Vraag:
Pensioen is vrijgesteld voor de erfbelasting. Maar zijn er geen andere gevolgen voor de erfbelasting?
Antwoord:
Pensioen is inderdaad vrijgesteld voor de heffing van erfbelasting. 1) Onder pensioen wordt onder meer 2) verstaan een pensioenregeling:
• die voldoet aan de wettelijke bepalingen van de loonbelasting;
• waaraan wordt deelgenomen op grond van de Wet verplichte deelneming in een bedrijfstakpensioenfonds 2000;
• waaraan wordt deelgenomen op grond van de Wet op het notarisambt;
• of waaraan wordt deelgenomen op grond van de Wet verplichte beroepspensioenregeling;
• voor nettopensioen dat voldoet aan de eisen van artikel 5.17 van de Wet IB 2001. 3)
De vrijgestelde pensioenaanspraak heeft wel gevolgen voor de algemene vrijstelling voor de erfbelasting. Zo hebben partners een algemene vrijstelling van € 633.014 (2015), maar daarop komt de waarde van het partnerpensioen in mindering (‘imputatie’). 4)
Voorbeeld
Janneke (50) en Hans (53) zijn getrouwd. Hans overlijdt en Janneke krijgt na zijn overlijden een partnerpensioen van € 45.000 per jaar. Het partnerpensioen wordt vermenigvuldigd met een leeftijdsfactor. De voor de erfbelasting geldende factoren staan in het Uitvoeringsbesluit Successiewet 1956. 5)
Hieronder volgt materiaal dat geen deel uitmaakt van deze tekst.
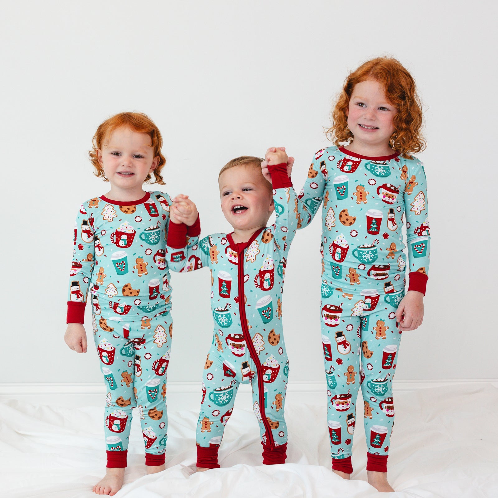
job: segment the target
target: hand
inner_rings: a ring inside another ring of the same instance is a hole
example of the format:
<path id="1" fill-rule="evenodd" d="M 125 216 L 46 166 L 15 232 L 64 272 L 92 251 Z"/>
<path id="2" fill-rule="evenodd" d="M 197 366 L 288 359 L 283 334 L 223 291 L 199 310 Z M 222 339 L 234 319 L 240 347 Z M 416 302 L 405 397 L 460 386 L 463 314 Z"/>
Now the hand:
<path id="1" fill-rule="evenodd" d="M 173 223 L 185 223 L 190 227 L 196 222 L 198 216 L 197 208 L 188 195 L 180 194 L 173 199 L 173 204 L 169 208 L 169 216 Z"/>
<path id="2" fill-rule="evenodd" d="M 82 323 L 68 323 L 64 340 L 73 351 L 87 352 L 87 333 Z"/>
<path id="3" fill-rule="evenodd" d="M 415 330 L 424 319 L 424 295 L 416 290 L 409 290 L 396 311 L 398 329 L 403 332 Z"/>
<path id="4" fill-rule="evenodd" d="M 268 154 L 269 153 L 272 153 L 274 152 L 276 152 L 277 150 L 280 150 L 282 152 L 284 152 L 285 150 L 285 147 L 270 147 L 267 151 L 265 154 L 265 157 L 266 158 L 264 161 L 263 161 L 261 163 L 261 172 L 263 173 L 263 176 L 270 183 L 271 183 L 271 175 L 270 174 L 269 171 L 268 171 L 268 164 L 271 162 L 272 164 L 279 164 L 282 162 L 287 163 L 287 176 L 290 178 L 290 174 L 292 171 L 292 165 L 294 164 L 294 158 L 287 157 L 286 161 L 276 161 L 274 162 L 273 161 L 270 161 L 268 158 Z M 285 154 L 286 156 L 287 154 Z"/>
Vrijstelling erfbelasting voor partner € 633.014
Gekapitaliseerde waarde partnerpensioen (= 12 x € 45.000) € 540.000
Latente inkomstenbelasting (= 30% x € 540.000) € 162.000
Imputatie = ½ x (€ 540.000 -/- € 162.000) € 189.000 -/-
Restant vrijstelling erfbelasting voor partner € 444.014
Na imputatie van pensioen (en lijfrente en periodieke uitkeringen bij overlijden, welke door een partner ten gevolge van overlijden worden verkregen) resteert altijd minimaal een vrijstelling van € 163.530 (2015).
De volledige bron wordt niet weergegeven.